Originally published Friday, October 10, 2008 at 12:00 AM
Concert review: Joshua Roman is riveting, with or without cello
Joshua Roman rivets the audience at Seattle's Town Hall — even without his cello. A review of TownMusic's season opener by Sumi Hahn.
Special to The Seattle Times
Concert Review |
Here's how compelling a musician Joshua Roman is: He doesn't even need to play his cello. All he did was clap his hands, and the audience at Town Hall on Thursday night was riveted.
The piece he clapped, with clarinetist Bill Kalinkos, was Steve Reich's "Clapping Music," a crunchy and fun duet whose phasing rhythms and revolving percussive patterns brought to mind the sounds of popular performance group Stomp.
However delightful that little novelty was, it was nothing compared to the piece which opened the first concert of TownMusic's 2008-09 season, George Crumb's Sonata for Solo Cello. Roman's virtuosic technique and quiet intensity illuminated this difficult piece from within, so that its disconnected tones and textures became a thing of beauty. Roman transformed a lengthy pizzicato sequence into a cascade of popping bubbles and drew tones from his cello that seemed like shafts of light.
There were several other sparkling moments in this evening dedicated to 20th-century American music, most notably the piano work of Kevin Loucks on John Adams' "China Gates," a soundscape that evoked sunlight rippling on water. In "Gra," Kalinkos used his clarinet to stream out notes that splattered against the air like brushstrokes. Weird, but effective.
Not all the pieces worked so well. John Adams' clarinet solo, "Put Your Loving Arms Around Me," started out pretty and plaintive, and then progressed into stiff little stilted rhythms. That was what the composer intended, but more pretty and less pain would have been preferable. John Corigliano's "Soliloquy," a work for quartet with clarinet, never quite jelled. Was it the piece or the playing? Hard to say, as I couldn't tell if the psychic distance between the players was intentional or not.

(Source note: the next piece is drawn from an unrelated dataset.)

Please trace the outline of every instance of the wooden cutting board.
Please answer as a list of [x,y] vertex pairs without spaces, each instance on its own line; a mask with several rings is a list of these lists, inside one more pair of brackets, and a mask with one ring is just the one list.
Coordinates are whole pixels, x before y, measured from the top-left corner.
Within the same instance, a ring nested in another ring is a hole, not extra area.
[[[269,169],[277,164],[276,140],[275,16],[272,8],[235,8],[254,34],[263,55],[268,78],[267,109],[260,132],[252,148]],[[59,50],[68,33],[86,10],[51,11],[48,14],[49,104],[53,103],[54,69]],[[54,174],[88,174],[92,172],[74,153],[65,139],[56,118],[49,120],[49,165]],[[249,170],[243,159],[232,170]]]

My instinct is to blame the composer, because that same group of players (Iryna Krechkovsky, violin; Nicholas DiEugenio, violin; Beth Meyers, viola; Kevin McFarland, cello), sans clarinet, went on to play a superbly nuanced Philip Glass String Quartet No. 5. The group produced some gorgeous scrambling effects in the third section and turned the shifting scale progressions near the conclusion into a fierce display of unanimity and control.
As a parting surprise, Roman returned to the stage to play a Sonata by Aaron Jay Kernis for cello and backup tape. Meant to be played with eight other cellos, or with a recording, this piece was played live into a microphone and accompanied by an audio mix of Roman playing all eight parts. The result was delightful, but I couldn't help thinking how stunning it would have been had Roman played it unplugged, with eight other cellists in the flesh. Maybe someday soon.